More than 20 million Americans suffer from depression or bipolar disorder. The World Health Organization’s most recent global burden of disease study cites depression as the leading cause of disability worldwide. 

So curing these brain diseases in the best way we think possible—by understanding their genetics and biology and by translating sound clinical research into good care---is our constant goal.

Our Hopkins colleagues in the war on cancer have cut a path to its cure: We’re amazed to watch them type a patient’s tumor markers into a computer and get a printout of options that let them tailor treatment and extend life as never before.

That gives us hope as we begin our process.

Like our oncology friends, we must wage our war on three fronts: science, awareness and clinical care.

And like them, we realize that only a strong organization that fosters collaborative research will succeed.

That’s why Hopkins’ Mood Disorders Center is necessary. It provides a setting for collaboration, sound clinical teaching, a site for clinical trials, a place large enough to attract the creativity and spark the drive that will ultimately bring our patients what they need.

J. Raymond DePaulo, M.D.
Henry Phipps Professor,
Chairman, Department of Psychiatry and Behavioral
Sciences      

Kay Redfield Jamison, Ph.D.
Professor
Department of Psychiatry and Behavioral Sciences

A Future Worth Optimism…

Should the pace of research keep up, here’s a possible not-so-very-distant scenario. It begins ordinarily enough, with a man in his 30s who arrives at Hopkins, apparently depressed.

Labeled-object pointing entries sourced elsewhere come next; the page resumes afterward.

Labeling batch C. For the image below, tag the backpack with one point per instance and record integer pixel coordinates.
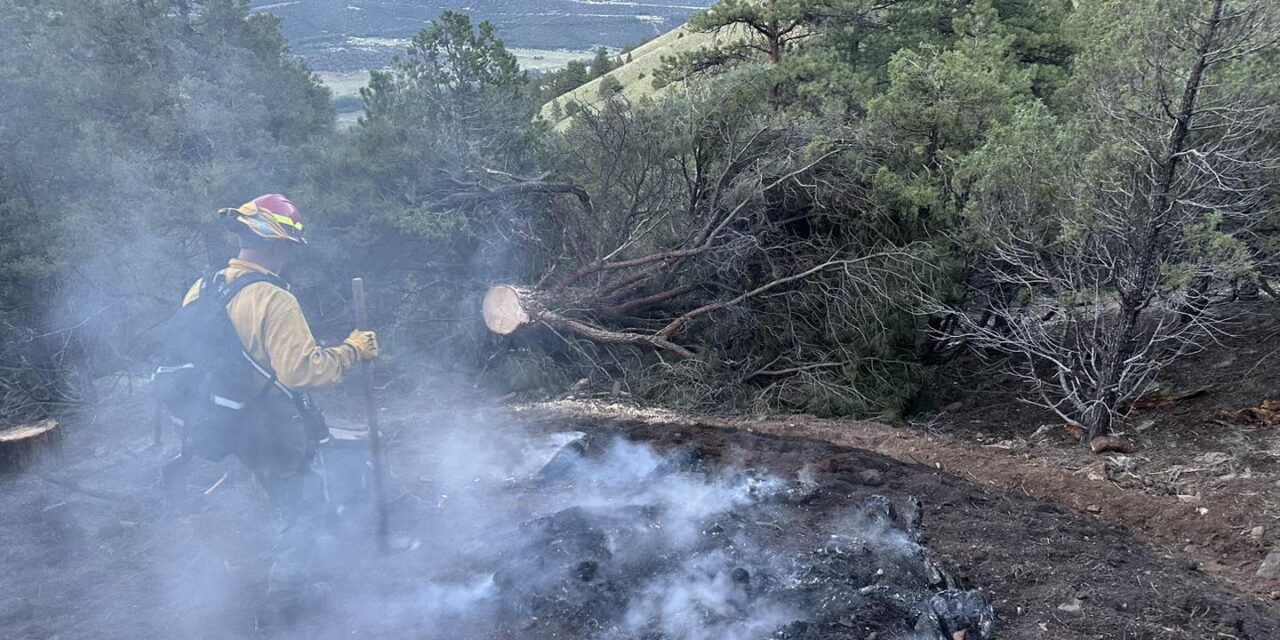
(209, 383)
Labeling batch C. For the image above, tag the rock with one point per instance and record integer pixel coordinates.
(1270, 567)
(871, 478)
(1106, 443)
(1073, 606)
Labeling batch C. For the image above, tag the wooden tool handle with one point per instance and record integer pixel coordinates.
(375, 446)
(357, 297)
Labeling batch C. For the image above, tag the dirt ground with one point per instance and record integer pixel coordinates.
(103, 556)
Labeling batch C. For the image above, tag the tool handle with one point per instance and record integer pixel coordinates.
(375, 446)
(357, 297)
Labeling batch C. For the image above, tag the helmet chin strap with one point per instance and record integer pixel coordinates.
(274, 259)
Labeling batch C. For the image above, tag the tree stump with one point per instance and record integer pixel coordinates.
(21, 444)
(503, 311)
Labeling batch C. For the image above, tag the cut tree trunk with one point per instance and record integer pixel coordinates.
(506, 309)
(21, 444)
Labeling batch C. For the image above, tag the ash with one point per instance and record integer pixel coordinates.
(602, 538)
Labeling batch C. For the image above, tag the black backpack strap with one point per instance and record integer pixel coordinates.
(229, 291)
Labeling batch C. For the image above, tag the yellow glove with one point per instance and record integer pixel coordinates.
(364, 342)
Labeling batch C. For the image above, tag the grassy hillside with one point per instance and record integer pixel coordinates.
(636, 76)
(356, 35)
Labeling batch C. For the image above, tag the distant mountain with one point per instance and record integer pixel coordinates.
(352, 35)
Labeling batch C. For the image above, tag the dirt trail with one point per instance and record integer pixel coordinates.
(1202, 533)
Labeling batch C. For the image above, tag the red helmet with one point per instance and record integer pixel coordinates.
(272, 216)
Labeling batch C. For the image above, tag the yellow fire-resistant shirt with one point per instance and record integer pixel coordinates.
(272, 328)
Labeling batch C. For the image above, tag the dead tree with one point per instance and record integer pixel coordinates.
(1110, 280)
(688, 248)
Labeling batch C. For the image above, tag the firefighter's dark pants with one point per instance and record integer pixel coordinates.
(284, 462)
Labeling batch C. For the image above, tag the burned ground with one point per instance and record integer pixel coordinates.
(126, 563)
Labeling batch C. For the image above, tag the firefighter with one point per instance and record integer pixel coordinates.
(280, 430)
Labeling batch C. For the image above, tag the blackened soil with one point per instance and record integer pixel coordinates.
(127, 563)
(1050, 572)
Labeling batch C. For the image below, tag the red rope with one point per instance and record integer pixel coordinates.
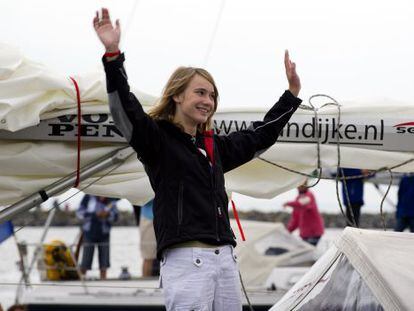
(236, 215)
(79, 132)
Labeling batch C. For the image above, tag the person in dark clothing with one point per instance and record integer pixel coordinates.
(97, 215)
(405, 205)
(353, 193)
(185, 162)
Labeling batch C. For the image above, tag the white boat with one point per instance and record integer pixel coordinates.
(38, 152)
(268, 246)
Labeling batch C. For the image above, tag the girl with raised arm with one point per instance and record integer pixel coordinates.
(185, 162)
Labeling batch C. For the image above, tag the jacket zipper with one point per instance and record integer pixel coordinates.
(180, 205)
(216, 208)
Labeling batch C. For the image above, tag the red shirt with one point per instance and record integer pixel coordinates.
(305, 216)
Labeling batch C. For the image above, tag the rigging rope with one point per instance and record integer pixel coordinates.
(78, 102)
(338, 178)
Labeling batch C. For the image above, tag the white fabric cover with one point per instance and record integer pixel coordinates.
(29, 92)
(255, 264)
(378, 263)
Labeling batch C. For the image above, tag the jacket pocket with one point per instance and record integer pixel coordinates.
(180, 205)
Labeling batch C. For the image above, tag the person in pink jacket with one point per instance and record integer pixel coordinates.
(305, 216)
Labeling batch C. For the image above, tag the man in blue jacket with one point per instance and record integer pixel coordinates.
(97, 214)
(353, 193)
(405, 205)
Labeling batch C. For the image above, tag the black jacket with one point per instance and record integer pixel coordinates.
(190, 199)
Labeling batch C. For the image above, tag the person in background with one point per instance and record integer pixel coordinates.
(353, 193)
(405, 205)
(305, 216)
(97, 214)
(148, 243)
(185, 163)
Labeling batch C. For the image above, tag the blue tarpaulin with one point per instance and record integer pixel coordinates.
(6, 230)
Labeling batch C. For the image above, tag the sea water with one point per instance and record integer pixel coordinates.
(124, 253)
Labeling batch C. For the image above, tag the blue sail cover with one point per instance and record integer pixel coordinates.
(6, 230)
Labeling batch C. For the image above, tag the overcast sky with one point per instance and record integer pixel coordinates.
(350, 50)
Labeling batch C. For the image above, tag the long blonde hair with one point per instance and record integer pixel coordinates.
(176, 85)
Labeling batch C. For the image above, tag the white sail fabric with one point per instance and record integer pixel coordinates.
(29, 92)
(364, 270)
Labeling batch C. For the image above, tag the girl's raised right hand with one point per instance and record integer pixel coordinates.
(107, 33)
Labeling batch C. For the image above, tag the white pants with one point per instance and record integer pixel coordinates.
(201, 279)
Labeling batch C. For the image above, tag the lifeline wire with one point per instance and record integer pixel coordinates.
(87, 186)
(338, 178)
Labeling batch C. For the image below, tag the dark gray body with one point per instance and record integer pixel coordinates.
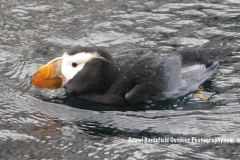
(144, 75)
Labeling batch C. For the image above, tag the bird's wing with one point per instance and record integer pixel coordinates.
(153, 76)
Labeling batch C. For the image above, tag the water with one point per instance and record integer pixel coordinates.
(36, 123)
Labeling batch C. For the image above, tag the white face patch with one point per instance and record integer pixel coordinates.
(69, 70)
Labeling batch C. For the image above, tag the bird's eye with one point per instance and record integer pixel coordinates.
(74, 65)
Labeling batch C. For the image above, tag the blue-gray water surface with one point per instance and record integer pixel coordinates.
(36, 123)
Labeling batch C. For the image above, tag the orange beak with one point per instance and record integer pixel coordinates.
(49, 76)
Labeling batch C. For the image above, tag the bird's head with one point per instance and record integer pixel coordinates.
(75, 65)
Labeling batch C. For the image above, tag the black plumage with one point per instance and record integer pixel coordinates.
(143, 75)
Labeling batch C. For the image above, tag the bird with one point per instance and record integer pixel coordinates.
(132, 77)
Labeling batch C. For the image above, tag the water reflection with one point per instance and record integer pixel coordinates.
(34, 126)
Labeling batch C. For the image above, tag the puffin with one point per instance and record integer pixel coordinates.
(131, 77)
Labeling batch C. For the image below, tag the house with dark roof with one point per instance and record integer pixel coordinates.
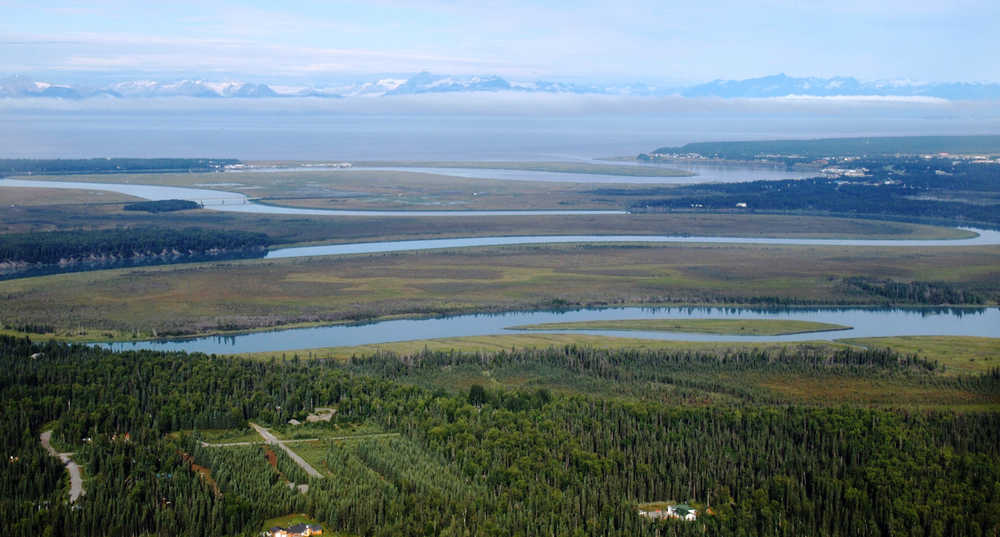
(298, 530)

We ask for a blood sample.

But the first difference lies in a rapid gene screening and sequencing that reveal his as a particular subtype of depression, one fairly responsive to a new, tailored antidepressant. A printout tells us to titrate it to a dose best for him.

After a few sessions of transcranial magnetic stimulation as additional therapy, his mood lightens. And, as his genes confer a greater susceptibility to environmental stressors, our patient also enters a program of psychotherapy.

With the science of these illnesses becoming clear, societal attitudes have changed. Now our patient feels less stress discussing his illness at the office. He readily takes his medication because, as the depression wanes—our functional MRI confirms—he feels much more his creative, exuberant self.

We don’t think our vision so unrealistic.